I think I have to minimize

$$\phi(\lambda) = f(\lambda d_1,\lambda d_2) = (\lambda d_1-\lambda^2 d_2^2)(\lambda d_1-\frac{1}{2}\lambda^2 d_2^2) = \\\lambda^2 d_1^2 -\frac{1}{2}\lambda^3d_1d_2^2-\lambda^3d_2^2 d_1 + \frac{1}{2}\lambda^4d_2^4\implies \\ \phi'(\lambda) =
2d_1^2\lambda -\frac{3}{2}\lambda^2d_1d_2^2 -3\lambda^2d_2^2d_1 + 2\lambda^3d_2^4 = 0\implies \\2d_2^4\lambda^2+\lambda\left(-\frac{9}{2}d_2^2d_1\right) + 2d_1^2 = 0\implies\\ \lambda = \frac{\frac{9}{2}d_2^2d_1\pm\sqrt{\ (\frac{9}{2}d_2^2d_1)^2 -4\cdot 2d_2^4\cdot2d_1^2}}{4d_2^4}, \lambda = 0$$

It's unpratical to test these values on the function to see which of them is smaller. And even with this I don't know how to proceed. Maybe I should test the second derivative too, I don't know what it means to prove $\overline{x} = (0,0)$ is a minimizer of $\phi(\lambda) = f(\overline{x}+\lambda d)$. The only possible thing I can image is $\lambda$ being $0$ giving us the minimum of $\phi(\lambda)$.

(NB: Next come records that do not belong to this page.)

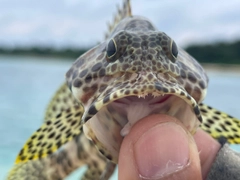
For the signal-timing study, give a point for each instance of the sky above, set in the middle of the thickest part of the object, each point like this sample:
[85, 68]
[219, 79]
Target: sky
[81, 23]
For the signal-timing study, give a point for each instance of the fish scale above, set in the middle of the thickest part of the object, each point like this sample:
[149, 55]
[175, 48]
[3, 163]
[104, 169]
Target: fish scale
[136, 71]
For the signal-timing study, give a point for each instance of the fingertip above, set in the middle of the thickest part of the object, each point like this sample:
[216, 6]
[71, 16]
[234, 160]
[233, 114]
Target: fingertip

So since we know $\lambda=0$ gives us derivative $0$, let's see how the second derivative is at this point (if it's positive, then $\lambda=0$ is a minimizer):

$$\phi''(\lambda) = 6\lambda^2 d_2^4 -6\lambda d_2^2 d_1 -\frac{6}{2}\lambda d_1d_2^2 + 2d_1^2 \implies\\\phi''(0) = 2d_1^2$$

So for any direction with $d_1\neq 0$, we'll have $\lambda=0$ as minimizer. What about when the direction is $(0,d_2)$ for any $d_2$? In this case we have $$\phi(\lambda) = (0-(\lambda d_2)^2)(0-\frac{1}{2}(\lambda d_2)^2 ) = \frac{1}{2}\lambda^4d_2^4$$

for which $\lambda= 0$ is also a minimizer.

So in all cases $\lambda=0$ is a minimizer of $f((0,0) + \lambda (d_1,d_2))$ which means $(0,0)$ is a minimizer of $\phi(\lambda)$ I guess?

Best Answer

This problem has a nice graphical solution.

Note that f(0)=0. If both of the factors $x_1-x_2^2$ and $x_1-\frac12x_2^2$ have the same sign then $f(x)>0$. If the signs differ then $f(x)<0$. Divide the $x_2x_1$-plane into three regions:

(i) if $x_1>x_2^2$ then $x_1>\frac12x_2^2$ and $f(x)>0$. This is the area in the plane above the quadratic $x_1=x_2^2$ (you let $x_1$ be the vertical axis and $x_2$ the horizontal).

(ii) if $x_1<\frac12 x_2^2$ then $x_1<x_2^2$ and $f(x)>0$. This is the area below $x_1=\tfrac12x_2^2$.

(iii) if $x_2^2>x_1>\frac12 x_2^2$ then $f(x)<0$. This is the area above the curve $x_1=\frac12x_2^2$ but below $x_1=x_2^2$.

The curve $x_1=\frac23x_2^2$ lies in (iii). On it, the objective value is strictly negative, $$(x_1-x_2^2)(x_1-\frac12x_2^2)=-\frac12x_2^2\frac16x_2^2.$$ Hence the origin with objective value 0 cannot be a minimum. Note however that you can only approach the origin from inside (iii) along a curved trajectory. If you consider a series of perturbations of the origin that all lie on a line, as in the case of $\phi(\lambda)$, then all points in some small ball around the origin will lie in region (i) or (ii). Graph the three regions and you will see this clearly.